The judgment in P. Venugopal v. Union of India delivered on Thursday is obviously interesting because it causes political embarrassment to the government by striking down an ill-advised piece of legislation. But it is also an interesting decision because it displays judicial craft in carefully avoiding ascribing motives to the Parliament (given the facts of the case, it was hard not to do so) while striking down the legislative provision. The Court carefully characterised it as a classification issue under Article 14, instead of giving in to the temptation of using arbitrariness standards which are generally reserved for Executive action. (Admittedly, I have not read the case very carefully, so please point out of you think I am praising the Court needlessly.)

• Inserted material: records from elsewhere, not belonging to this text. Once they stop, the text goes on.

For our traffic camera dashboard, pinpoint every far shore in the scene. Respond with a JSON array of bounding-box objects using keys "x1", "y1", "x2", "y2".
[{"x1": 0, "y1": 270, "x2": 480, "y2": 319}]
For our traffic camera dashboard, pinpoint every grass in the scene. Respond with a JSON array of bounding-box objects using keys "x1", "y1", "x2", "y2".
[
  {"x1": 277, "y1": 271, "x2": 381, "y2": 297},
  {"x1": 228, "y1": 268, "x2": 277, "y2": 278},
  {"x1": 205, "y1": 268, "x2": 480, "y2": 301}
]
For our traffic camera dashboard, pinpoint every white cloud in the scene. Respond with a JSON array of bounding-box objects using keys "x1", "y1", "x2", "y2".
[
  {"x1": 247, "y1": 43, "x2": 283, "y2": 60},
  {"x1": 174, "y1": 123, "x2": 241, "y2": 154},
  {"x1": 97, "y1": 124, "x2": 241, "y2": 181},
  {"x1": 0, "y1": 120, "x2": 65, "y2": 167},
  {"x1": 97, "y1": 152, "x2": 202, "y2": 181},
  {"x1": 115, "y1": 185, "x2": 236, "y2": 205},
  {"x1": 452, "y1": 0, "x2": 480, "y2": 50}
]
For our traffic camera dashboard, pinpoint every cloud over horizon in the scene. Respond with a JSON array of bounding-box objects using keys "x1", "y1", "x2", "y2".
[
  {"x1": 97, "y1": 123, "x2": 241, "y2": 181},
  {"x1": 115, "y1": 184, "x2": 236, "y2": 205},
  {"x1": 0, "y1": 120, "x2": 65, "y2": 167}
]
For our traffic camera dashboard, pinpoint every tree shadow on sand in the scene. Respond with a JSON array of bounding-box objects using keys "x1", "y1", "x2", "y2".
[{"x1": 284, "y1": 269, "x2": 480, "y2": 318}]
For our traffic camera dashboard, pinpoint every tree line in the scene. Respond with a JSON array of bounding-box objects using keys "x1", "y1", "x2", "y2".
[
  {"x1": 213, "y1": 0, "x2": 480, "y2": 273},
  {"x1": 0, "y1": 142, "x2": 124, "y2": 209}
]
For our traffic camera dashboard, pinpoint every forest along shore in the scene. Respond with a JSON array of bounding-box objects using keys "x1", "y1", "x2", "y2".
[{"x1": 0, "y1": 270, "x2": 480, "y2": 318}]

Only the proviso of the following section of the AIIMS (Amendment) Act 2007 was under challenge:
(11A) – The Director shall hold office for a term of five years from the date on which he enters upon his office or until he attains the age of sixty-five years, whichever is earlier.
Provided that any person holding office as a Director immediately before the commencement of the All India Institute of Medical Sciences and the Post-Graduate Institute of Medical Education and Research (Amendment) Act, 2007, shall in so far as his appointment is inconsistent with the provisions of this sub-section, cease to hold office on such commencement as such Director and shall be entitled to claim compensation not exceeding three months’ pay and allowances for the premature termination of his office or of any contract of service……

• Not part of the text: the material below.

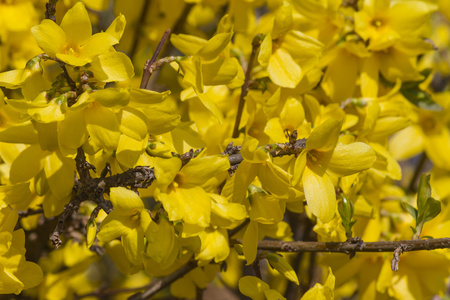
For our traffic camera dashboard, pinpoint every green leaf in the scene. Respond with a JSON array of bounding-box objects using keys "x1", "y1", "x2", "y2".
[
  {"x1": 400, "y1": 86, "x2": 443, "y2": 111},
  {"x1": 402, "y1": 202, "x2": 417, "y2": 223}
]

The Court clarified that ‘the impugned proviso does not lay down any policy or principle at all, but deals only with the case of the writ petitioner and seeks to affect him in isolation.’ The point was that the provision did not only affect a single individual at the present, but that even in the future no one else would ever be affected by it. The provision was fixed in time aimed at just one individual. The Court found an unacceptable classification between the current and future Directors of AIIMS.
To quote the operative part of the judgment – ‘ the principle of law stipulated by this Court that curtailment of the term of five years can only be made for justifiable reasons and compliance with principles of natural justice for premature termination of the term of a Director of AIIMS – squarely applied also to the case of the writ petitioner as well and will also apply to any future Director of AIIMS. Thus there was never any permissibility for any artificial and impermissible classification between the writ petitioner on the one hand and any future Director of AIIMS on the other when it relates to the premature termination of the term of office of the Director. Such an impermissible over classification through a one man legislation clearly falls foul of Article 14 of the Constitution being an apparent case of “naked discrimination” in our democratic civilized society governed by Rule of Law and renders the impugned proviso as void, ab initio and unconstitutional.’